4.6 Randomization tests

Randomization tests were introduced by R.A. Fisher in 1935. The goal of a randomization test is to help discovering some regularity (e.g. a non random property or pattern) in a complicated data set. A classic example is to take a pack of poker play-cards and check whether they were well shuffled by our poker opponent. According to the hypothesis testing terminology, randomization tests make the null hypothesis of randomness and test this hypothesis against data. In order to test the randomness hypothesis, several random transformation of data are generated.

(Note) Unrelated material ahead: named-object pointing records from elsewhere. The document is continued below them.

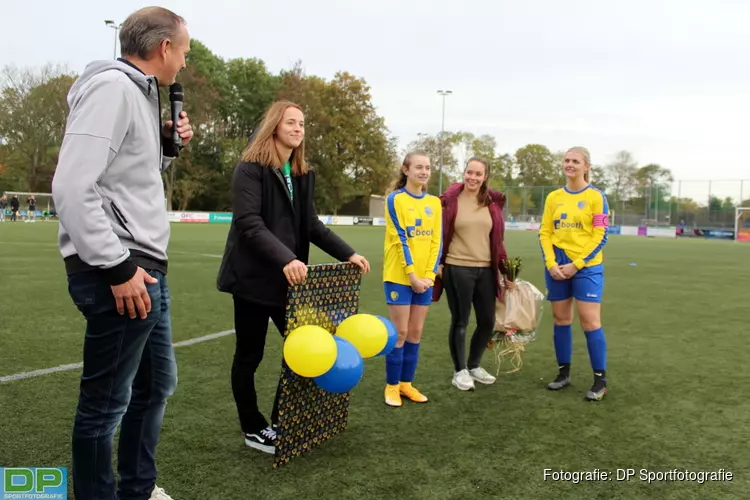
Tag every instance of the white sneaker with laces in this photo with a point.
(480, 375)
(159, 494)
(462, 380)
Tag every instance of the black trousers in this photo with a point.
(251, 326)
(465, 286)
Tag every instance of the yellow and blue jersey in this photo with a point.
(413, 236)
(574, 227)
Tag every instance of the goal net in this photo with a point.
(742, 224)
(43, 205)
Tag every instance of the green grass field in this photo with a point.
(677, 366)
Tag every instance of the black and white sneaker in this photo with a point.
(598, 390)
(263, 440)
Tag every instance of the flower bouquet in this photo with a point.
(517, 317)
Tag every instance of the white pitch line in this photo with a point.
(76, 366)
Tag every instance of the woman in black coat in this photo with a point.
(274, 222)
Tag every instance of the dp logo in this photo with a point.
(30, 482)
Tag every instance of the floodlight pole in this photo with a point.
(442, 138)
(115, 27)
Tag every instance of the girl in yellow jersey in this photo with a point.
(413, 236)
(572, 235)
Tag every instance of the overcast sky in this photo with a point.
(668, 80)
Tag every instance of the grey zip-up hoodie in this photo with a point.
(107, 187)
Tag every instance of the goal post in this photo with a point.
(742, 224)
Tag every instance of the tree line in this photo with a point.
(347, 142)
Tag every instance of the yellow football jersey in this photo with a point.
(413, 236)
(575, 223)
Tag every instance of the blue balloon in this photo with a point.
(392, 336)
(346, 371)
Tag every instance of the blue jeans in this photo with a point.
(129, 370)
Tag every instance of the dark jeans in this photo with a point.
(129, 370)
(465, 286)
(251, 327)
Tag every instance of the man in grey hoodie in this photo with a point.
(113, 237)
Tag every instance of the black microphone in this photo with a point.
(176, 99)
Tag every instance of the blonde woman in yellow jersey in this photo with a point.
(413, 236)
(572, 235)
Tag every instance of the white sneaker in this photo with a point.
(462, 380)
(480, 375)
(159, 494)
(263, 441)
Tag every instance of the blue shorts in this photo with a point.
(587, 285)
(402, 295)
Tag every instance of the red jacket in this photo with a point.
(449, 201)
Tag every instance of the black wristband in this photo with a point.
(121, 273)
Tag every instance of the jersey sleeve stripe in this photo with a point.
(601, 220)
(440, 253)
(399, 229)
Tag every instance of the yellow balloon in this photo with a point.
(310, 351)
(368, 334)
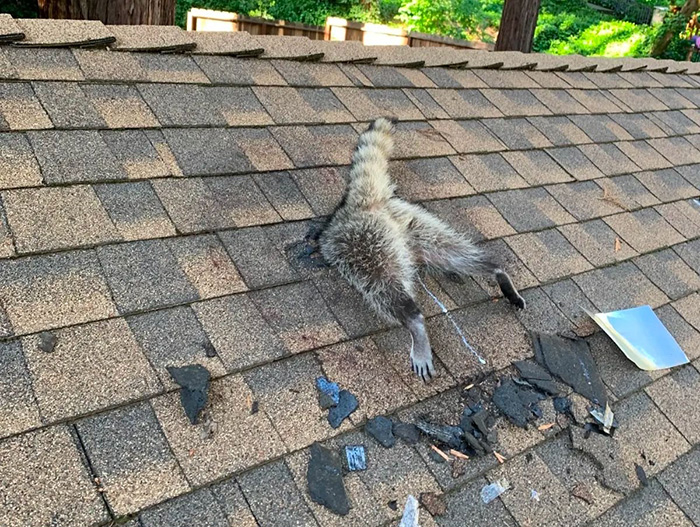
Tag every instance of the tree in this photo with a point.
(155, 12)
(518, 25)
(674, 26)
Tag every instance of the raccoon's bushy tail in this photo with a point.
(370, 184)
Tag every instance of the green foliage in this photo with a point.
(20, 8)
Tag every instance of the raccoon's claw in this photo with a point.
(423, 368)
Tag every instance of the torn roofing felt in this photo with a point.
(153, 207)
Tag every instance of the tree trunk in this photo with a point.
(153, 12)
(518, 25)
(662, 43)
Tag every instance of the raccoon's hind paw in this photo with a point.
(518, 302)
(423, 367)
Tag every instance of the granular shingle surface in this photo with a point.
(155, 210)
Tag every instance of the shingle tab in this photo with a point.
(144, 275)
(302, 105)
(465, 104)
(585, 199)
(429, 179)
(560, 130)
(637, 125)
(609, 159)
(530, 209)
(44, 292)
(516, 102)
(92, 367)
(20, 109)
(548, 255)
(468, 136)
(619, 287)
(18, 166)
(45, 478)
(575, 163)
(127, 445)
(517, 134)
(135, 210)
(239, 72)
(46, 219)
(366, 105)
(536, 167)
(597, 242)
(670, 273)
(74, 156)
(319, 145)
(20, 411)
(139, 154)
(67, 105)
(667, 185)
(256, 257)
(600, 128)
(645, 230)
(488, 172)
(174, 337)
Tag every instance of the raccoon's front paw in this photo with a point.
(423, 366)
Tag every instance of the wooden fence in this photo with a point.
(335, 29)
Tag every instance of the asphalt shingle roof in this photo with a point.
(151, 210)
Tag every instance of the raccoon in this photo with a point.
(380, 242)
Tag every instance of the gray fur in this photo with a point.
(378, 242)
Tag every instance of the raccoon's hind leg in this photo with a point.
(441, 249)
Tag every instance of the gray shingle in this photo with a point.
(670, 273)
(92, 367)
(240, 72)
(548, 254)
(667, 185)
(18, 166)
(256, 257)
(429, 178)
(239, 332)
(141, 153)
(207, 265)
(644, 229)
(20, 108)
(530, 209)
(609, 159)
(45, 219)
(174, 337)
(44, 478)
(560, 130)
(126, 445)
(74, 156)
(597, 242)
(366, 105)
(317, 145)
(516, 102)
(536, 167)
(517, 134)
(302, 105)
(286, 198)
(67, 105)
(465, 104)
(135, 210)
(44, 292)
(144, 275)
(120, 105)
(19, 411)
(600, 128)
(619, 287)
(488, 172)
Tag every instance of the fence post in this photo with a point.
(518, 25)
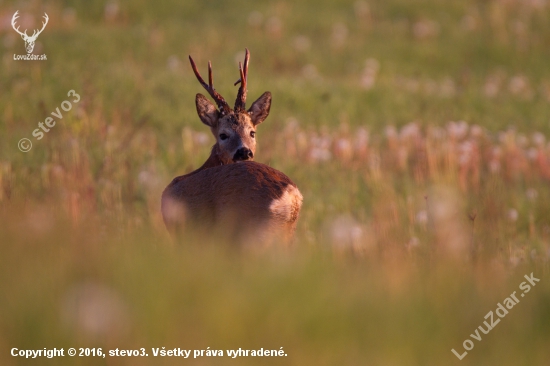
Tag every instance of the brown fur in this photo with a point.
(230, 194)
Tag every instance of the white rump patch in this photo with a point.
(288, 205)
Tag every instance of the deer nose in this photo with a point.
(243, 153)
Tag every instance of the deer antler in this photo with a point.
(222, 104)
(13, 19)
(35, 34)
(241, 95)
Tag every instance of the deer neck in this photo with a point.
(213, 160)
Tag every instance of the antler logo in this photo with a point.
(29, 40)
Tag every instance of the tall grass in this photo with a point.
(416, 131)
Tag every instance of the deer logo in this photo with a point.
(29, 40)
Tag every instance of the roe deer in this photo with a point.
(230, 194)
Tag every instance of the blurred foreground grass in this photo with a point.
(413, 226)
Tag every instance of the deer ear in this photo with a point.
(207, 111)
(260, 108)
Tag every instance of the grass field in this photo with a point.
(417, 132)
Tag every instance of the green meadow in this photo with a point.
(417, 132)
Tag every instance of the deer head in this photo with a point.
(29, 40)
(234, 129)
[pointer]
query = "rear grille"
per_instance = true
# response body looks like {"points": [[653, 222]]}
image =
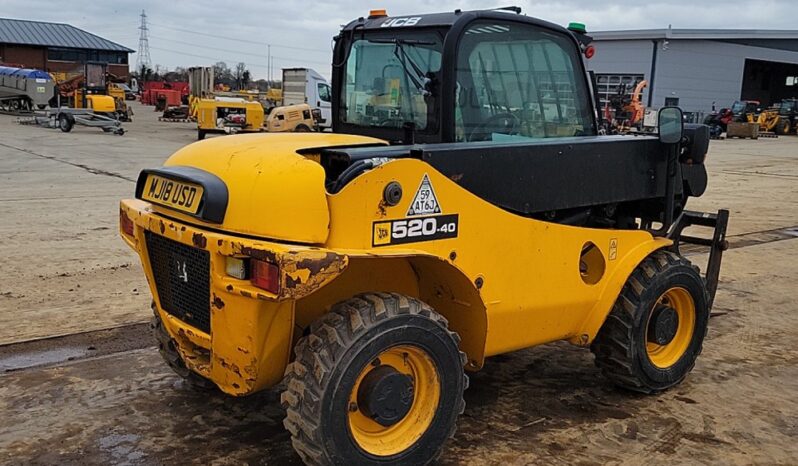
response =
{"points": [[182, 278]]}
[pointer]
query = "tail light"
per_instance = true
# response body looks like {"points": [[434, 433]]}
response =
{"points": [[126, 224], [265, 275]]}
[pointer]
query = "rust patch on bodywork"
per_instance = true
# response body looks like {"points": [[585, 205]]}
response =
{"points": [[199, 240], [260, 254], [314, 270], [217, 302]]}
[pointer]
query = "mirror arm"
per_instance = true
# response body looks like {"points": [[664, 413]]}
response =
{"points": [[670, 188]]}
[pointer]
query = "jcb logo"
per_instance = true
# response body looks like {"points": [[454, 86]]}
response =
{"points": [[396, 22]]}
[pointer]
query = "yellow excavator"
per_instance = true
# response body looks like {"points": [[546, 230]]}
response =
{"points": [[96, 93], [625, 111]]}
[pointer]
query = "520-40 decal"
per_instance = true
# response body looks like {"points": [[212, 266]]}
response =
{"points": [[415, 230]]}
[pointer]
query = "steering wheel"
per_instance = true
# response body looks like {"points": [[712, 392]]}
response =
{"points": [[504, 123]]}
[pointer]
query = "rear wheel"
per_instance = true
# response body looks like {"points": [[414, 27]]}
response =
{"points": [[170, 355], [656, 329], [379, 380], [66, 122]]}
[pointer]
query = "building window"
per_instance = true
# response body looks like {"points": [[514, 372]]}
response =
{"points": [[608, 85], [80, 56]]}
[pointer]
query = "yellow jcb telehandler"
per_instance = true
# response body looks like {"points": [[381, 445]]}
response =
{"points": [[474, 212]]}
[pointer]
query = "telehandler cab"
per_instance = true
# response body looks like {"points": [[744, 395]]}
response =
{"points": [[464, 207]]}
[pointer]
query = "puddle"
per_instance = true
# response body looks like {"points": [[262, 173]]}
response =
{"points": [[26, 359]]}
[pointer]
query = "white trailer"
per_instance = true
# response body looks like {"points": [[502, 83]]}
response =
{"points": [[306, 86]]}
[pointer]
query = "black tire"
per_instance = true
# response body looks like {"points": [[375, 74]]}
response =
{"points": [[168, 351], [66, 122], [340, 347], [621, 346]]}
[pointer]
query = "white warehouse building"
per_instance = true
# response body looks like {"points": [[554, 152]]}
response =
{"points": [[698, 69]]}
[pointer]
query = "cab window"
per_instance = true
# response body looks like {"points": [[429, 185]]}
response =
{"points": [[385, 78], [324, 92], [518, 81]]}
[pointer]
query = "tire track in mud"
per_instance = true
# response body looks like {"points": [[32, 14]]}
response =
{"points": [[92, 170], [54, 351]]}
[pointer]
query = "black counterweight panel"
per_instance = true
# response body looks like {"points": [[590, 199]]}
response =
{"points": [[556, 174]]}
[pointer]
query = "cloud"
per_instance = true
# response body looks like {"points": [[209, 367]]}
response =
{"points": [[193, 33]]}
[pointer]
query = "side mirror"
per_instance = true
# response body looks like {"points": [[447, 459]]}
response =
{"points": [[671, 125]]}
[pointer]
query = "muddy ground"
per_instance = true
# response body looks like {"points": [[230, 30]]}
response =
{"points": [[101, 395]]}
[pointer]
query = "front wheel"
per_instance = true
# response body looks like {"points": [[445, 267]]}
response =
{"points": [[378, 381], [655, 331], [170, 355]]}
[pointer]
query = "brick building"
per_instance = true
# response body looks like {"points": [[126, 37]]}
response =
{"points": [[57, 47]]}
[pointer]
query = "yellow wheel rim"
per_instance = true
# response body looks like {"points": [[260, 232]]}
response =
{"points": [[665, 356], [380, 440]]}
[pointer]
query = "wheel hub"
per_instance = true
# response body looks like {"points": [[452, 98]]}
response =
{"points": [[385, 395], [663, 325]]}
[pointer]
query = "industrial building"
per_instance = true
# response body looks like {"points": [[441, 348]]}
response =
{"points": [[698, 69], [57, 47]]}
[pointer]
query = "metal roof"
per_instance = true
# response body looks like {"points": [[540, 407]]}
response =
{"points": [[695, 34], [23, 32]]}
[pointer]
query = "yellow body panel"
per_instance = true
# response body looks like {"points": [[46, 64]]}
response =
{"points": [[99, 103], [207, 113], [504, 281]]}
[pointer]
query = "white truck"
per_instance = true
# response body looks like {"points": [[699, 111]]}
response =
{"points": [[306, 86]]}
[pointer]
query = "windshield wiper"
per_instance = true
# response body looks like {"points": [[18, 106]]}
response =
{"points": [[417, 76]]}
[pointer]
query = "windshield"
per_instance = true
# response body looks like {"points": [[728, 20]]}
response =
{"points": [[387, 79]]}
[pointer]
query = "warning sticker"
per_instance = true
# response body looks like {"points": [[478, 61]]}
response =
{"points": [[425, 202]]}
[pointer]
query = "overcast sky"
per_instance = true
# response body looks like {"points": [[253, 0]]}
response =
{"points": [[201, 32]]}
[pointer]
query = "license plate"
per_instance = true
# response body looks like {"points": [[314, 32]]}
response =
{"points": [[177, 195]]}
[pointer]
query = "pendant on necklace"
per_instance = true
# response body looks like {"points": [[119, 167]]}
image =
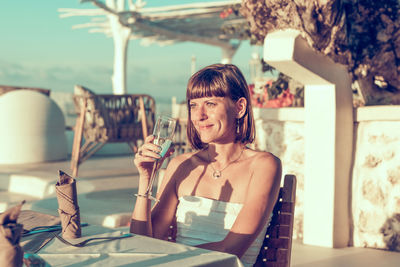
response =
{"points": [[216, 174]]}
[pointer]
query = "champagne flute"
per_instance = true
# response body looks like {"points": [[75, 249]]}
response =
{"points": [[163, 133]]}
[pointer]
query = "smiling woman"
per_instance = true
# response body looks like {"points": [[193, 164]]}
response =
{"points": [[221, 195]]}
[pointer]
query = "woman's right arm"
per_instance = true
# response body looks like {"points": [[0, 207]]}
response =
{"points": [[144, 161], [144, 221]]}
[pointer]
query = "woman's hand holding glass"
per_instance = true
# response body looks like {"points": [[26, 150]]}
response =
{"points": [[148, 154]]}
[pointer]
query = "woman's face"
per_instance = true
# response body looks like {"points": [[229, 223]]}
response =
{"points": [[214, 119]]}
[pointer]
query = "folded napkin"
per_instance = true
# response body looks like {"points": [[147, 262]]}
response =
{"points": [[11, 253], [68, 208]]}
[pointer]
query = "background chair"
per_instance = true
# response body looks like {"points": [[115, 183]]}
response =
{"points": [[108, 119], [277, 246]]}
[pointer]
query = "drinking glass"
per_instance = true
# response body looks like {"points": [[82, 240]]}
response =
{"points": [[163, 133]]}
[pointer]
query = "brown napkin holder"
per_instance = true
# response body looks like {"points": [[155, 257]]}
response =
{"points": [[11, 253], [68, 208]]}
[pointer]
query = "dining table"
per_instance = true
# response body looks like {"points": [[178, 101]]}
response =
{"points": [[123, 249]]}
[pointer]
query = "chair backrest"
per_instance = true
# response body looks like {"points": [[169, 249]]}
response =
{"points": [[277, 245]]}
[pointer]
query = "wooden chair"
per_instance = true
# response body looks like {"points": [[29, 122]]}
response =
{"points": [[109, 119], [277, 245]]}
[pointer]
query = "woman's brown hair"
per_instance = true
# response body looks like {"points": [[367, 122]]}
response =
{"points": [[221, 80]]}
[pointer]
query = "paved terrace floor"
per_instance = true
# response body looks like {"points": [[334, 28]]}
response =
{"points": [[106, 186]]}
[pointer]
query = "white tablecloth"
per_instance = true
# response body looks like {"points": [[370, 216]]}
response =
{"points": [[132, 251]]}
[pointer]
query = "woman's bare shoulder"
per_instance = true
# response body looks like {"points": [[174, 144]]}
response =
{"points": [[262, 158]]}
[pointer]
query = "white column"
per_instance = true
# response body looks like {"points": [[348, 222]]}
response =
{"points": [[228, 53], [121, 36], [328, 136]]}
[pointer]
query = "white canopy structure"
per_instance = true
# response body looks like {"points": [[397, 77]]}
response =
{"points": [[206, 23]]}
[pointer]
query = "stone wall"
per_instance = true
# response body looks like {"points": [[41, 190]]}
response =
{"points": [[282, 134], [375, 175], [376, 182]]}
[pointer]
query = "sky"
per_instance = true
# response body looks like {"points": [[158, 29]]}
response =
{"points": [[40, 49]]}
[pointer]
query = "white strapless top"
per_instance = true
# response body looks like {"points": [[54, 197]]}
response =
{"points": [[202, 220]]}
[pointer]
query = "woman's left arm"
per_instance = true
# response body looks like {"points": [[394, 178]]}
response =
{"points": [[261, 196]]}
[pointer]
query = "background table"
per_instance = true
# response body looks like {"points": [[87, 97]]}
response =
{"points": [[132, 251]]}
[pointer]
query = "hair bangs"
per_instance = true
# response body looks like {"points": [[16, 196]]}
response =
{"points": [[206, 85]]}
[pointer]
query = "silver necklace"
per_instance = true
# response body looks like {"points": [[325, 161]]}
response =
{"points": [[218, 173]]}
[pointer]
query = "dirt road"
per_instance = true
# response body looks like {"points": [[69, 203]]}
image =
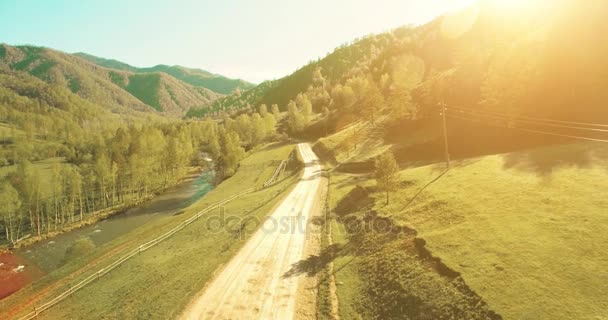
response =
{"points": [[260, 281]]}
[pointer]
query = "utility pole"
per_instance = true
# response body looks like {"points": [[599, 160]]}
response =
{"points": [[445, 134]]}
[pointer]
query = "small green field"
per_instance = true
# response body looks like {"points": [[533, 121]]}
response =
{"points": [[159, 283], [526, 231], [44, 169]]}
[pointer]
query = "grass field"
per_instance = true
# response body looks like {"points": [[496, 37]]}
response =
{"points": [[526, 231], [44, 168], [161, 281]]}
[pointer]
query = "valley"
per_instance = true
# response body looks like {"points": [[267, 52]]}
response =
{"points": [[446, 167]]}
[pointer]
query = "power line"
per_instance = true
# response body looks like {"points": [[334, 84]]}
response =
{"points": [[533, 118], [510, 118], [529, 130]]}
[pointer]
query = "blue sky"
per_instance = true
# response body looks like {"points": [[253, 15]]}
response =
{"points": [[255, 40]]}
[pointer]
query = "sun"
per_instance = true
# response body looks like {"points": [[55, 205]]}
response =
{"points": [[513, 4]]}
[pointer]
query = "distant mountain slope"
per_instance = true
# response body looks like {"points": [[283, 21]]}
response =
{"points": [[119, 91], [346, 60], [195, 77], [538, 61]]}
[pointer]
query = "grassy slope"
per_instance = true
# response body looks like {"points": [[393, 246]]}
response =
{"points": [[45, 169], [525, 230], [195, 77], [160, 282]]}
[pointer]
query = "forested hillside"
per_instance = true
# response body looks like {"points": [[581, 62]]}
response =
{"points": [[195, 77], [79, 141], [119, 91], [546, 61]]}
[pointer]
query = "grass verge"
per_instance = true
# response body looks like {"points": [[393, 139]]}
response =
{"points": [[519, 234], [160, 282]]}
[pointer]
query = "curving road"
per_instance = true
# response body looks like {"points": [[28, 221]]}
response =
{"points": [[260, 282]]}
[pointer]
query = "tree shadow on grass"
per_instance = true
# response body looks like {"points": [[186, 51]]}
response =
{"points": [[544, 161], [314, 264]]}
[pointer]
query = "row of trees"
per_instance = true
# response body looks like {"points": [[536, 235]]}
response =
{"points": [[108, 173]]}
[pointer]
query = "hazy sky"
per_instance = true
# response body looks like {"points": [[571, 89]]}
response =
{"points": [[255, 40]]}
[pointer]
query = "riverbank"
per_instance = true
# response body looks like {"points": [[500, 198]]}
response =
{"points": [[100, 215], [159, 282]]}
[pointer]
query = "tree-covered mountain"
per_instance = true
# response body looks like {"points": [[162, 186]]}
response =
{"points": [[195, 77], [114, 89], [543, 61]]}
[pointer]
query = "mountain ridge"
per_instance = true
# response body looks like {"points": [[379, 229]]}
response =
{"points": [[116, 89], [193, 76]]}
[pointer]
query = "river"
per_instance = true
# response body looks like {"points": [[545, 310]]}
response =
{"points": [[31, 262]]}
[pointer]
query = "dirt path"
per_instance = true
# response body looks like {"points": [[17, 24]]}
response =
{"points": [[262, 280]]}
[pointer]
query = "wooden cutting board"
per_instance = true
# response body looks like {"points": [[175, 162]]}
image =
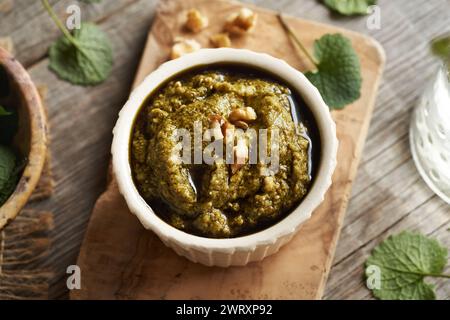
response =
{"points": [[119, 259]]}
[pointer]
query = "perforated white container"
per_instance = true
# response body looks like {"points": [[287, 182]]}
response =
{"points": [[430, 135]]}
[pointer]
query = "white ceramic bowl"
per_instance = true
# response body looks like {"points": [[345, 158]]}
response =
{"points": [[233, 251]]}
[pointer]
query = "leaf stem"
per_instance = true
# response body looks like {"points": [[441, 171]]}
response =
{"points": [[296, 39], [58, 22], [436, 275]]}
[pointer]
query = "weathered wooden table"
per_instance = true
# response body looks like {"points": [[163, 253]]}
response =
{"points": [[388, 194]]}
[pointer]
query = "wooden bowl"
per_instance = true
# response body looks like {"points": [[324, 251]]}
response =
{"points": [[31, 138]]}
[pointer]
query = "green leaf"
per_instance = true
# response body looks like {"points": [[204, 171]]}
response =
{"points": [[8, 174], [404, 260], [338, 77], [350, 7], [8, 126], [441, 48], [85, 58], [4, 112]]}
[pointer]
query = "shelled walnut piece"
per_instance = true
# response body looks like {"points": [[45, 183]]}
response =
{"points": [[220, 40], [183, 46], [241, 22], [225, 129], [195, 21]]}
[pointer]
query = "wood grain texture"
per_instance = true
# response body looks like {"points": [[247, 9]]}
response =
{"points": [[143, 268], [81, 120]]}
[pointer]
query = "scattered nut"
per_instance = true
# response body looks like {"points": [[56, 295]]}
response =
{"points": [[240, 155], [7, 44], [184, 46], [241, 22], [242, 114], [220, 40], [269, 184], [241, 124], [216, 122], [228, 131], [196, 21]]}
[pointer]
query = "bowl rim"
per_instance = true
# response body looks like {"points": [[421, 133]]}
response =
{"points": [[286, 226], [38, 143]]}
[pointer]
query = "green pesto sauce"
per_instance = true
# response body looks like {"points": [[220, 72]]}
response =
{"points": [[210, 200]]}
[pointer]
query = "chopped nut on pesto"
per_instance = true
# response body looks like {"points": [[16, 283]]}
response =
{"points": [[223, 199]]}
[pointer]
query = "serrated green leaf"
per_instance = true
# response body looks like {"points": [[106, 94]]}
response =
{"points": [[350, 7], [8, 126], [404, 260], [86, 60], [338, 75], [8, 176]]}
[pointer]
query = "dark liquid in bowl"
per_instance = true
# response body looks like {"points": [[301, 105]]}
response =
{"points": [[238, 207]]}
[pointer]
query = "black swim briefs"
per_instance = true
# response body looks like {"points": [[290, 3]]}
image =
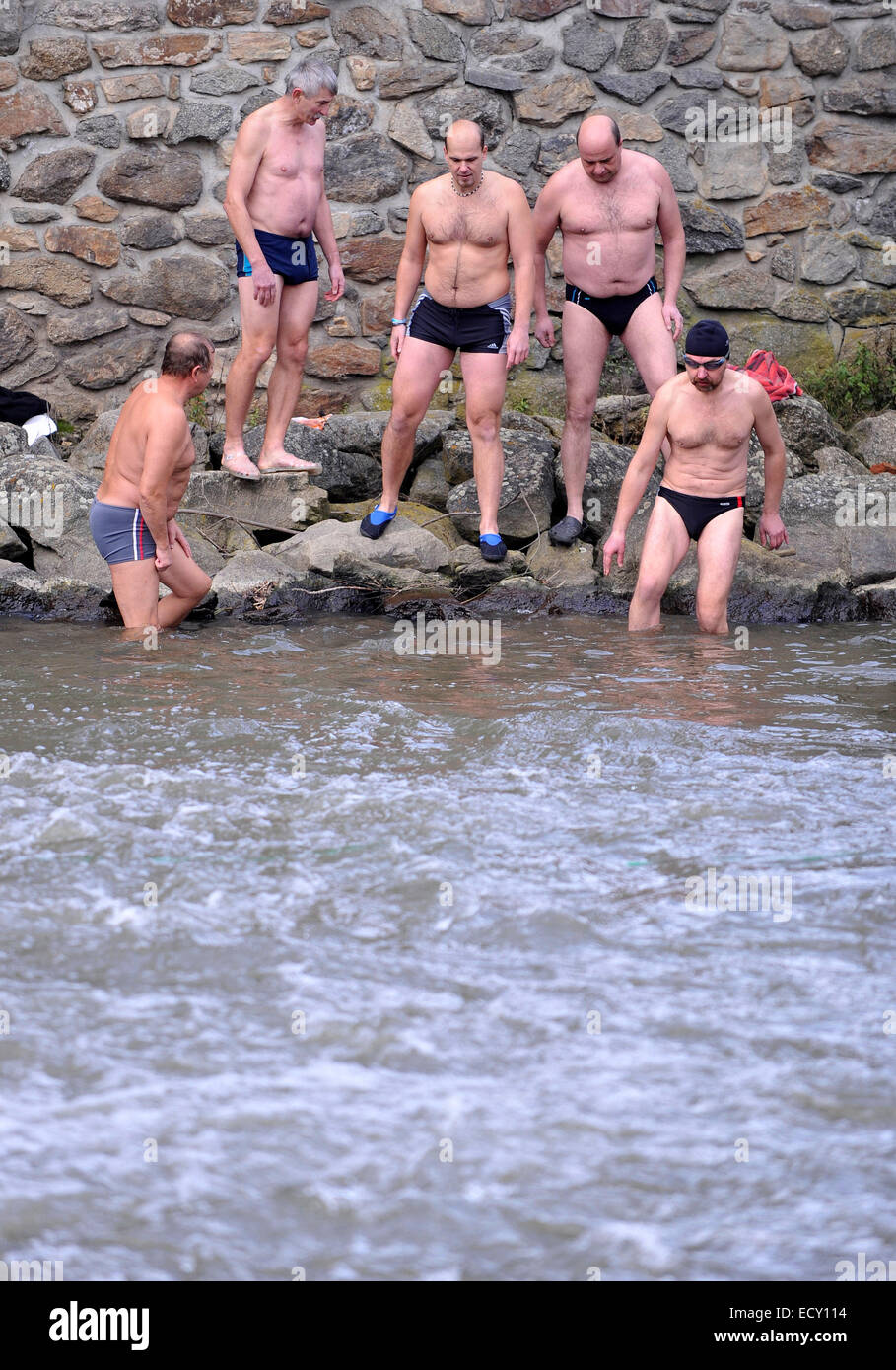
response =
{"points": [[614, 311], [699, 510], [295, 258], [484, 327]]}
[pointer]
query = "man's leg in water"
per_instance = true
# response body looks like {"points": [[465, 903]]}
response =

Suppose we are interested in some property which is related to the order of data. Let the original data set $D_ N={ x_1,\dots,x_ N} $ and $t(D_ N)$ some statistic which is a function of the order in the data $D_ N$. We want to test if the value of $t(D_N)$ is due only to randomness.

  • An empirical distribution is generated by scrambling (or shuffling) $R$ times the $N$ elements at random. For example the $j$th, $j=1,\dots ,R$ scrambled data set could be $D^{(j)}_ N={ x_{23},x_4,x_{343},\dots } $

  • For each of the $j$th scrambled sets we compute a statistic $t^{(i)}$. The resulting distribution is called the resampling distribution.

  • Suppose that the value of $t(D_ N)$ is only exceeded by $k$ of the $R$ values of the resampling distribution.

  • The probability of observing $t(D_ N)$ under the null hypothesis (i.e. randomness) is only $p_ t=k/R$. The null hypothesis can be accepted/rejected on the basis of $p_ t$.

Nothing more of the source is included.